No longer did she endure the tedium of her era’s strictures nor the clumsy limitations of oil lamps and horse-drawn conveyance, yet in their place she was presented with a society most baffling, one whose denizens mistook her noble bearing and silken gowns as the garb of some frivolous "play actor." She, who once presided with hauteur over hunts and musicales, was now reduced to being gawked at in public thoroughfares, her portrait demanded by curious strangers wielding metallic devices. Each time they whispered “cosplayer,” she would incline her head with a dignified frown, as though the very syllables of the word were unbecoming to a lady’s ear.
It was in {{user}}'s modest, though amiably comfortable, dwelling that she sought her refuge from this daily gauntlet of humiliation. Yet upon her arrival this evening, she at once cast let out a faintly exasperated sigh and declared in tones sharpened by affront:
“Truly, I cannot decipher the patois of the common multitude in this bewildering age. Why, I was nearly embroiled in an altercation between two knaves who bickered most savagely over something termed ‘jaypegs.’ Imagine it! Does it appear as though I should possess the slightest comprehension of so barbarous a matter?”

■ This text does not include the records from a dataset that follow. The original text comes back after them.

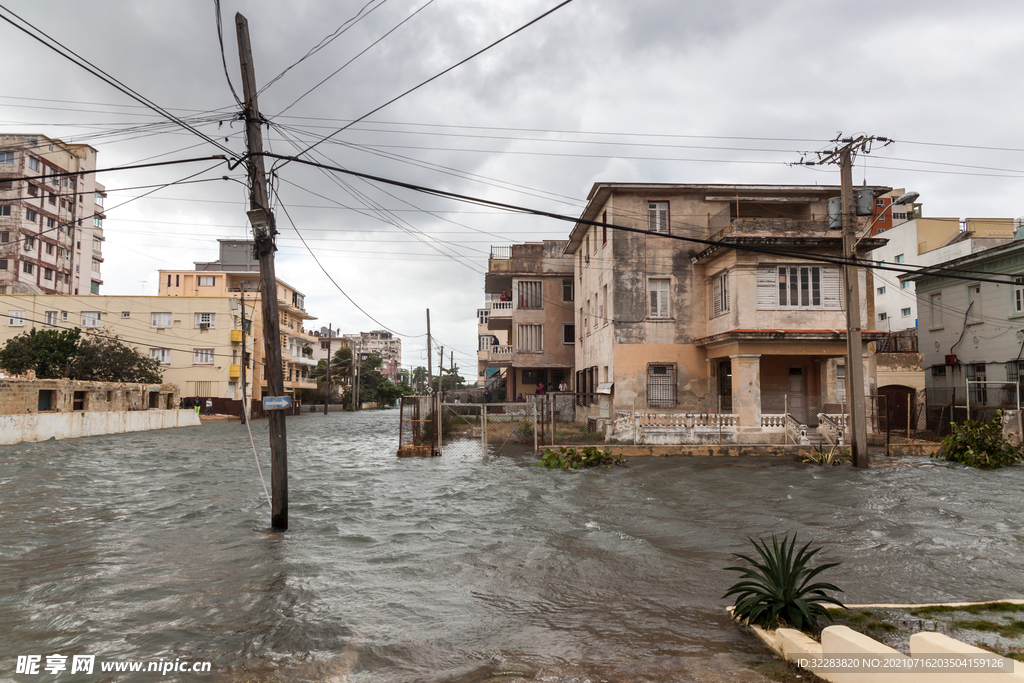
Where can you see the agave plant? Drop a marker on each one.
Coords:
(778, 591)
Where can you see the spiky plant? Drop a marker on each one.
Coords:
(778, 591)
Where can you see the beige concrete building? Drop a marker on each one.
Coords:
(51, 225)
(228, 278)
(529, 290)
(37, 410)
(736, 321)
(197, 340)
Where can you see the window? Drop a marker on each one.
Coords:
(935, 310)
(660, 386)
(658, 290)
(720, 294)
(530, 294)
(657, 217)
(800, 286)
(974, 302)
(161, 355)
(529, 338)
(203, 356)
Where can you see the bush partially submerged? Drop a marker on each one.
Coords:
(777, 591)
(570, 459)
(979, 444)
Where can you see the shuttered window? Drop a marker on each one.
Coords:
(657, 217)
(658, 290)
(720, 293)
(530, 294)
(529, 338)
(808, 287)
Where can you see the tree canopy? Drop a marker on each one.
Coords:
(58, 353)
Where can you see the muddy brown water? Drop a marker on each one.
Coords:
(467, 567)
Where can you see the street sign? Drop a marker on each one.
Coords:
(276, 402)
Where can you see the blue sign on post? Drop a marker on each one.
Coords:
(276, 402)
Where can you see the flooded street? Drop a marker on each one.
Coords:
(157, 545)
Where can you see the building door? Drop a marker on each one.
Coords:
(725, 385)
(798, 394)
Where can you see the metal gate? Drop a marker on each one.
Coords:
(475, 429)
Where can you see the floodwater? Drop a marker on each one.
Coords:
(157, 546)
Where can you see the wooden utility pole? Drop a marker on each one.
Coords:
(854, 347)
(263, 232)
(430, 369)
(242, 289)
(327, 396)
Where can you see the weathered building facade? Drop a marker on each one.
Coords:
(51, 224)
(708, 301)
(529, 290)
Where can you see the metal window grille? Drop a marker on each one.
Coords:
(660, 386)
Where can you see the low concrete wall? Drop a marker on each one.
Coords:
(841, 641)
(43, 426)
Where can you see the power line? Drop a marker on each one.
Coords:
(436, 76)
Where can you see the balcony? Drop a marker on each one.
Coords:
(501, 354)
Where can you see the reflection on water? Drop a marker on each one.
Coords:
(157, 545)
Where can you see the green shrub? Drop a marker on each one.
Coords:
(570, 459)
(979, 444)
(777, 591)
(822, 457)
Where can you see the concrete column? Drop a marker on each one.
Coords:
(747, 389)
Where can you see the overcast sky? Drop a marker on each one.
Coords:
(600, 90)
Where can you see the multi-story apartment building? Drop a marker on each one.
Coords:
(740, 317)
(382, 343)
(50, 224)
(197, 340)
(489, 341)
(922, 242)
(530, 293)
(237, 276)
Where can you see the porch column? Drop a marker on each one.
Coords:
(747, 388)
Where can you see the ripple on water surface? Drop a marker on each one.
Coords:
(156, 546)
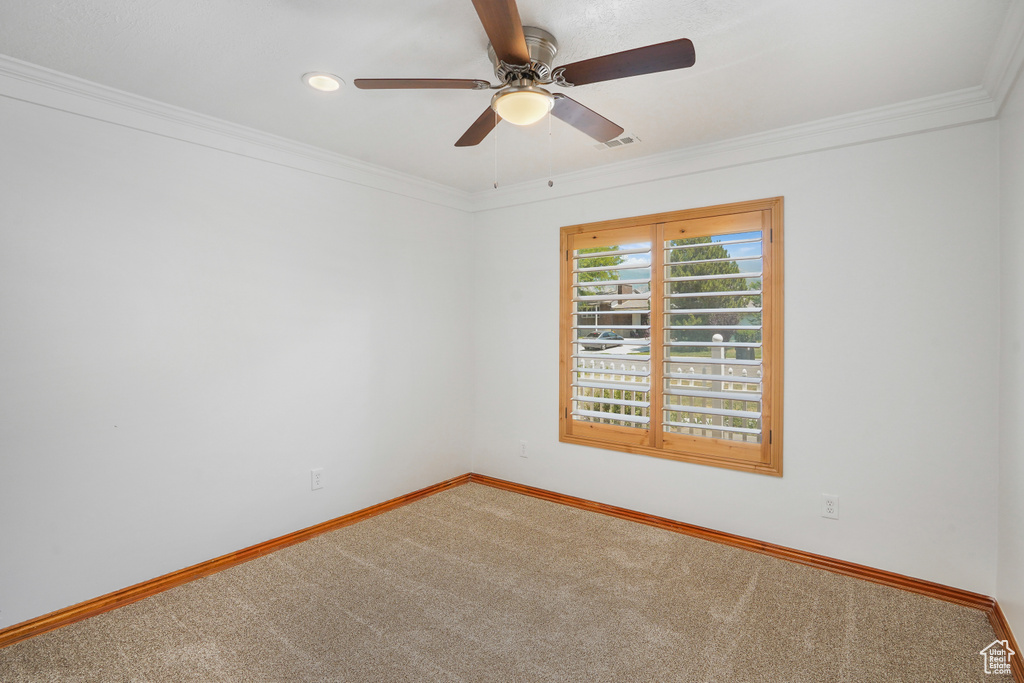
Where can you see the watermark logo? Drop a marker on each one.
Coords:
(997, 655)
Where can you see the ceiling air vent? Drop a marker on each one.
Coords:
(619, 141)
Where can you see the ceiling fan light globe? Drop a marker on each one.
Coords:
(322, 82)
(523, 107)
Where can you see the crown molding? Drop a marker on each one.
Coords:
(38, 85)
(934, 113)
(1008, 55)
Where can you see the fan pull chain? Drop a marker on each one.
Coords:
(551, 183)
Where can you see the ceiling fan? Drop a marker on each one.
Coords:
(522, 58)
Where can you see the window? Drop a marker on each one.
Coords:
(672, 335)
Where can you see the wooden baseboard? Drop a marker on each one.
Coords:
(104, 603)
(939, 591)
(930, 589)
(126, 596)
(1003, 632)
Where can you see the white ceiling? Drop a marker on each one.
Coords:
(761, 65)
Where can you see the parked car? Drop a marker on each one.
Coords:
(606, 337)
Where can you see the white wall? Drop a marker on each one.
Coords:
(185, 332)
(891, 356)
(1010, 590)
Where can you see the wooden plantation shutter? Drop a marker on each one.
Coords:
(672, 335)
(609, 297)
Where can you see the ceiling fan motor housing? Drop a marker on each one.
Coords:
(542, 46)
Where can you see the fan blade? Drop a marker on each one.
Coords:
(483, 125)
(504, 28)
(649, 59)
(585, 119)
(419, 83)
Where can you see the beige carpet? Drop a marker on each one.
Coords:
(475, 584)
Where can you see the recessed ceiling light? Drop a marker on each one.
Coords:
(323, 82)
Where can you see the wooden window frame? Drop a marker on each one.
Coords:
(764, 458)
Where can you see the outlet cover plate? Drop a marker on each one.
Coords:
(829, 506)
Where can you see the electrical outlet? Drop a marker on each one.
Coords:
(829, 506)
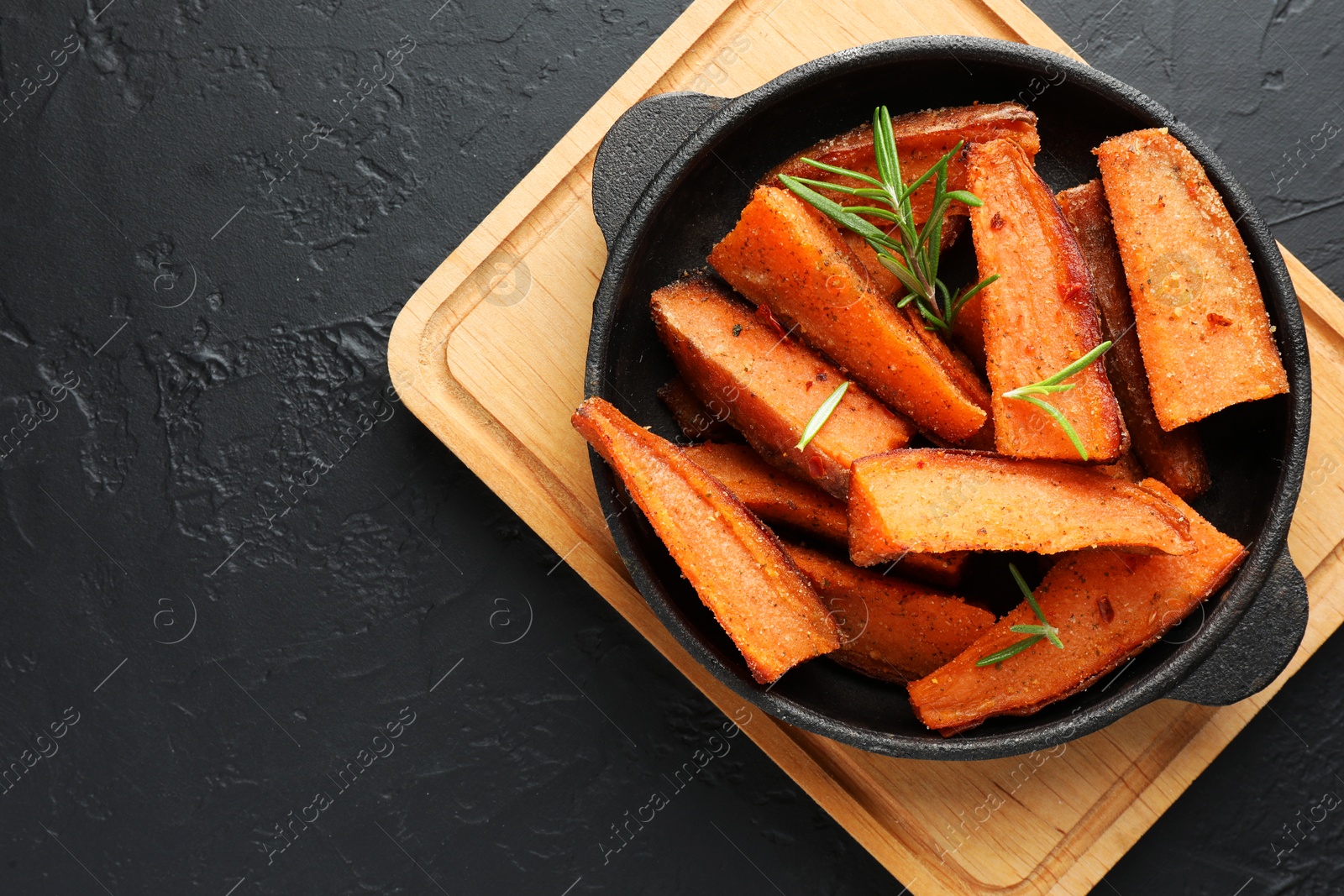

With perfect composure she lowered herself upon {{user}}'s humble settee, her posture unbent, her every motion redolent of the drawing-rooms of Mayfair. Yet her eyes, alight with vexation, soon fixed upon them, and her gloved finger pointed as she hissed with imperious disdain:
“And you, do not presume I am blind to that insipid smile upon your lips. My travail is not a jest for your amusement, nor shall my misfortune be paraded as your private comedy!”